For a while ‘the future’ has been imminent, but the PM Society Digital Awards was the most convincing evidence yet that pharma and digital are dating – and they’ve got past second base.

Rachel Farrow – co-chair of the society – had the idea of exclusively recognising digital excellence years ago, when pharma marketing was still a pen and ink pot operation. Boy, what a prophecy that has turned out to be!

Revolutionary digital wizardry

Pharma’s digital community gathered within the exposed brickwork walls of The Brewery, in London, and while a kaleidoscope of strobe lighting danced across their faces, the delegates laughed as they discussed real world data and meta-tags and ‘breadcrumbs’. This scenario was unthinkable a decade ago. It was like being immersed in a giant healthcare tech-hub, populated by nerds, who were gleefully changing the old order.

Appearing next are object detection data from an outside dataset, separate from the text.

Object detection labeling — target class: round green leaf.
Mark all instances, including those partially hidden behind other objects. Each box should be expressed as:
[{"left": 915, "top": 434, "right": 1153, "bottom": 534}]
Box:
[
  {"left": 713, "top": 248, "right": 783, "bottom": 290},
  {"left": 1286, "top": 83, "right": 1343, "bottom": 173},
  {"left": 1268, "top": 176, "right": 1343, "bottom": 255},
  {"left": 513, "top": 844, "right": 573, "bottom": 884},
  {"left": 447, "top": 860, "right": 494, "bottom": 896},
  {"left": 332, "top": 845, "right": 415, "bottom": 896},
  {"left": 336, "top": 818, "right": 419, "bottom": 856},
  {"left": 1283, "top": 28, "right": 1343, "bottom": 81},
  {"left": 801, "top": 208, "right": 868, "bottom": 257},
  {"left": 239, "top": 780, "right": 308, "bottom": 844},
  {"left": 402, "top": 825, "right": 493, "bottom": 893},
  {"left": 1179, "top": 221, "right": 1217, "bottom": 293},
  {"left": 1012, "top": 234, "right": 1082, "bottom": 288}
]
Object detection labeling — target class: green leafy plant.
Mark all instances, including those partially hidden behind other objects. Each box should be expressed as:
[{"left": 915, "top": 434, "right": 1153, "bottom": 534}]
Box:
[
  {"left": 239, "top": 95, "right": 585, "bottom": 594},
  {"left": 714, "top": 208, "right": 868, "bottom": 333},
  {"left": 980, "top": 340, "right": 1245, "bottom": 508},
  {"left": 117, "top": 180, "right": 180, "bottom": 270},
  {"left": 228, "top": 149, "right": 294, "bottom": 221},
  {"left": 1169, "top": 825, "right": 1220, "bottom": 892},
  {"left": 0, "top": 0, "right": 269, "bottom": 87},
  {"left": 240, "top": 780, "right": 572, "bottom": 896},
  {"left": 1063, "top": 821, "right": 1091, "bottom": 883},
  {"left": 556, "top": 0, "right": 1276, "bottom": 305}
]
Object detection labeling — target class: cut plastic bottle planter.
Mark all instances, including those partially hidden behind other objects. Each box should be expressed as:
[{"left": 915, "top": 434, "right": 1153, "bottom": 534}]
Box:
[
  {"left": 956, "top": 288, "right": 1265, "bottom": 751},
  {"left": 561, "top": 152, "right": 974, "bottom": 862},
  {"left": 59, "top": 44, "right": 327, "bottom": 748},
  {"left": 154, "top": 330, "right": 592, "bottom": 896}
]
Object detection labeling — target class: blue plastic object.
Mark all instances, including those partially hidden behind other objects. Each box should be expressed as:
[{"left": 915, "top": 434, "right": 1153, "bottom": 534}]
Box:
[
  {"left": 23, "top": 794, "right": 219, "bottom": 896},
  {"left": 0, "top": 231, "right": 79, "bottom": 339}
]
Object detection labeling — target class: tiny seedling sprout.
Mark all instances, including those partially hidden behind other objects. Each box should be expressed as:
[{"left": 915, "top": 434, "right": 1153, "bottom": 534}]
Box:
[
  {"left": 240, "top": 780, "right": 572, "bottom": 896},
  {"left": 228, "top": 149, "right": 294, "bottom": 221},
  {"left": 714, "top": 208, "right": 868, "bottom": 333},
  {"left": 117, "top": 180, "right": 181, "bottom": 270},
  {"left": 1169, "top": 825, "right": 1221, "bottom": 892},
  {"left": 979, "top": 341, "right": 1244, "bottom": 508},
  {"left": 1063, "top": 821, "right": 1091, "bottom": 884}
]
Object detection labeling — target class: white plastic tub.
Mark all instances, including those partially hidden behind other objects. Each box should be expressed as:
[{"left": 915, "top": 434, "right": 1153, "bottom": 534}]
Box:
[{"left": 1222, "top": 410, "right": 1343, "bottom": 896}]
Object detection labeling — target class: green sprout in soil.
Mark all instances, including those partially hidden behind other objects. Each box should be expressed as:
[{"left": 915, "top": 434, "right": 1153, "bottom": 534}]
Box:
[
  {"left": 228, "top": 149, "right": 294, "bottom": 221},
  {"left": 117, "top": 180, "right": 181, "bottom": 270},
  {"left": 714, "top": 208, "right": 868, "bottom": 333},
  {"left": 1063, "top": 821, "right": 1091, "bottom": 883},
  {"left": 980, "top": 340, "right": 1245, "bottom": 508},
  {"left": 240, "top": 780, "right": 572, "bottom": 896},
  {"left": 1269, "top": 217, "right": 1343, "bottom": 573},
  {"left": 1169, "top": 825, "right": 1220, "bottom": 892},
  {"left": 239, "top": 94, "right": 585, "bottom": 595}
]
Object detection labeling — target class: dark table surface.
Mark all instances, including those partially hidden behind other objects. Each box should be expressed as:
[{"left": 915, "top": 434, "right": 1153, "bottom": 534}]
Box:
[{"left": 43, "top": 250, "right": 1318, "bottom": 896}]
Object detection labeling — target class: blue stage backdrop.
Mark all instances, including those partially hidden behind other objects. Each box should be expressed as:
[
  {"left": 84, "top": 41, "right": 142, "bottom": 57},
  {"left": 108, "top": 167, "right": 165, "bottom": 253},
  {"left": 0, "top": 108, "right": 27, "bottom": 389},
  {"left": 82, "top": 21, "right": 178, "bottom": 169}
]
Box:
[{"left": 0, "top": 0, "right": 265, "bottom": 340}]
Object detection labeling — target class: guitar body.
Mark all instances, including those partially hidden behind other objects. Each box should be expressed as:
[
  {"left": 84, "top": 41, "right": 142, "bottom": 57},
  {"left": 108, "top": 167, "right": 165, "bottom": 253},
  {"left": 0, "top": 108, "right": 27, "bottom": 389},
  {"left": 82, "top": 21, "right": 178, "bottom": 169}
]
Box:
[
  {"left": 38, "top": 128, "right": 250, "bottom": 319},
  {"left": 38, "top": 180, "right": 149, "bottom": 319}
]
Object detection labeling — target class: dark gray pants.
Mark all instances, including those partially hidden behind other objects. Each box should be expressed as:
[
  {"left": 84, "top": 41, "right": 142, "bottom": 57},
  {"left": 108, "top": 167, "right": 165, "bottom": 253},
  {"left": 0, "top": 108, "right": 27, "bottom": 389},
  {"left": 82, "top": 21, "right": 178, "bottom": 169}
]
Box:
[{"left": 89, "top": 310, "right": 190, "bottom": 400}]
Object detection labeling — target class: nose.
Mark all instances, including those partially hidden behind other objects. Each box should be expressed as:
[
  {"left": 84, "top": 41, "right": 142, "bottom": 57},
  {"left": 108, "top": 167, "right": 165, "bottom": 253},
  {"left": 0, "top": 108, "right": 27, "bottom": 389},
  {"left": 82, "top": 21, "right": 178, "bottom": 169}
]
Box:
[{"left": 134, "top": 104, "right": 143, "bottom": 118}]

I was keen to check out some of this revolutionary digital wizardry but, for the life of me, I couldn’t find the exhibition. The woman I asked smiled sympathetically, and led me to a state-of-the-art virtual experience, on a touch screen monitor, and with that, dear reader, the last of my brain’s analogue settings were vanquished for eternity. 

Meanwhile, Jason Manford proved an inspired host. Unleashing a tirade of anti-southern rhetoric, and resembling a club comic from the 1970s, he was an amusing contrast to the futuristic vibe of the evening.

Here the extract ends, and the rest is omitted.